This Popular Android App Has Been Spying On Its Users, Stealing Their Photos

An Android application available on the Google Play store allegedly spied on its users, a recent study found.

The application, screen recording app iRecorder - Screen Recorder, was first uploaded to the Play store on Sept. 19, 2021, and was downloaded more than 50,000 times. The app had generally been functioning normally for months and had no detected harmful features.

However, in its August 2022 update, a code within the app was changed that allowed bad actors to make secret audio recordings and make unauthorized transfers of images, videos, saved web pages and other files from the device, according to research conducted by Lukas Stefanko, a malware researcher with cybersecurity firm ESET.

ESET called the malicious code "AhRat," which is a customized version of an open-source remote access trojan "AhMyth." The malware can take advantage of the victim's device's broad access, including remote control, and can also function as spyware or stalkerware.

"AhMyth RAT is a potent tool, capable of various malicious functions, including exfiltrating call logs, contacts and text messages, obtaining a list of files on the device, tracking the device location, sending SMS messages, recording audio and taking pictures," the study said.

Users who downloaded the app before the August 2022 update might have been exposed if their app was updated manually or automatically.
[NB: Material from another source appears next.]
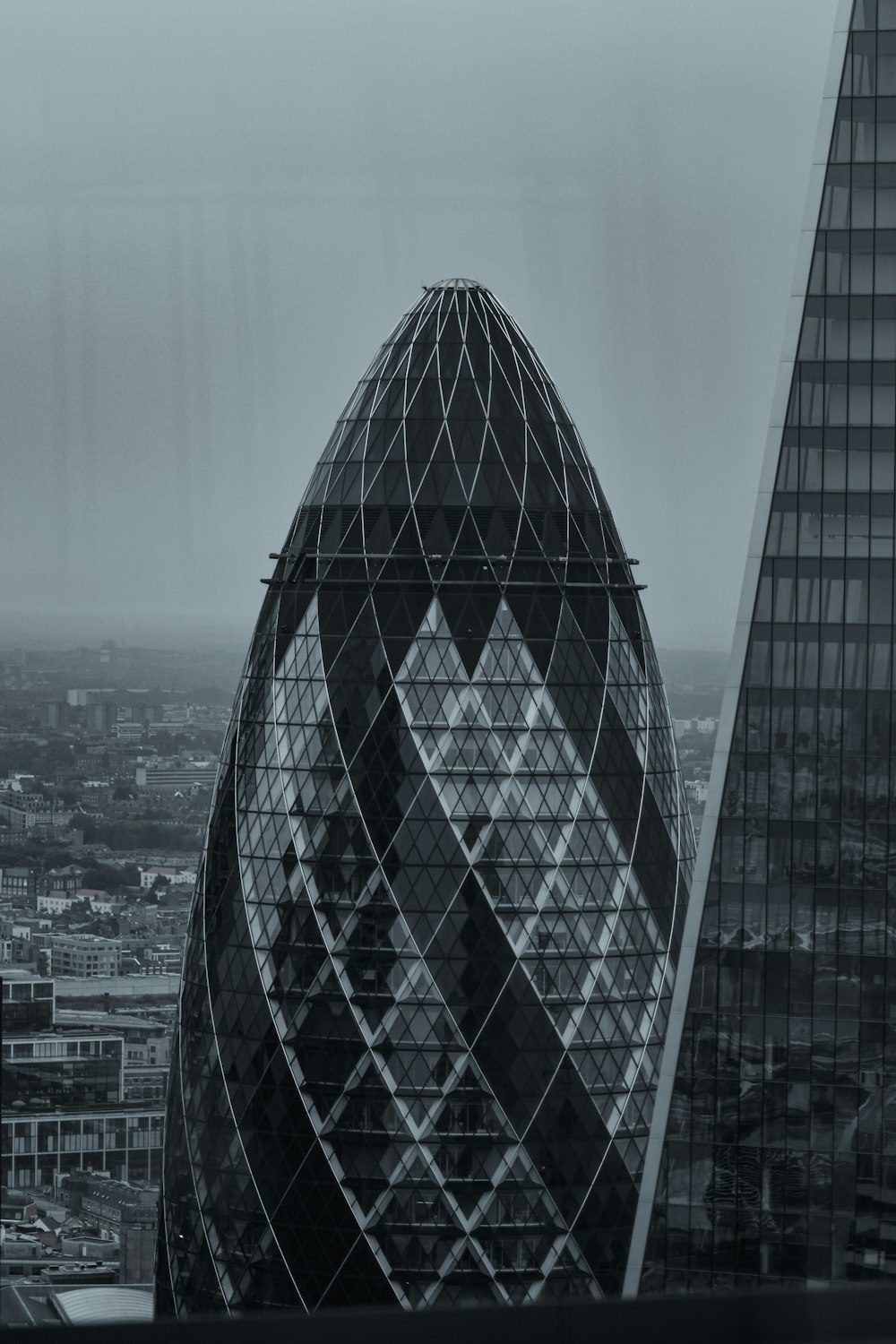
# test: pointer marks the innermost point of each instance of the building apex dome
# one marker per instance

It's still unclear if an outside actor or the developer is responsible for the malware.

"The app's specific malicious behavior - exfiltrating microphone recordings and stealing files with specific extensions - tends to suggest that it is part of an espionage campaign," Stefanko wrote.
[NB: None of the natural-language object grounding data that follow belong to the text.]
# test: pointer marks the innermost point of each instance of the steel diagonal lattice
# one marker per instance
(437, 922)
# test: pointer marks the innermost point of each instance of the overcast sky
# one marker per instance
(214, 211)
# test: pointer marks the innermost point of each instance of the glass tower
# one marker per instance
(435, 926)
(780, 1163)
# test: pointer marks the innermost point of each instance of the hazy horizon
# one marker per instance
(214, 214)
"However, we were not able to attribute the app to any particular malicious group," he added.

Stefanko also said it was "rare for a developer to upload a legitimate app, wait almost a year, then update it with malicious code."
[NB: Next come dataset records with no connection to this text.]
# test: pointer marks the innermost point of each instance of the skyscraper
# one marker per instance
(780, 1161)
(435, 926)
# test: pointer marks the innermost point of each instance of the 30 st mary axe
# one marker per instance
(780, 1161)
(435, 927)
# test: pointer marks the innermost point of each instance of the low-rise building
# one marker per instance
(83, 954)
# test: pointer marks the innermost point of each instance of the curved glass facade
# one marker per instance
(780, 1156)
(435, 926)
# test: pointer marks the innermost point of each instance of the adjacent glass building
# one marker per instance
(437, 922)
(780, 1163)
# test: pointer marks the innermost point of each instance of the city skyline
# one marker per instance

"The AhRat research serves as a good example of how an initially legitimate application can transform into a malicious one, even after many months, spying on its users and compromising their privacy," Stefanko noted in the study.

Although Stefanko speculated that AhRat's malicious behavior might indicate that it was part of an "espionage campaign," no concrete evidence is available to support such a claim.

TechCrunch reported that the app has already been removed from the Play Store but warned users who still have the app on their devices to immediately uninstall it and clear its files.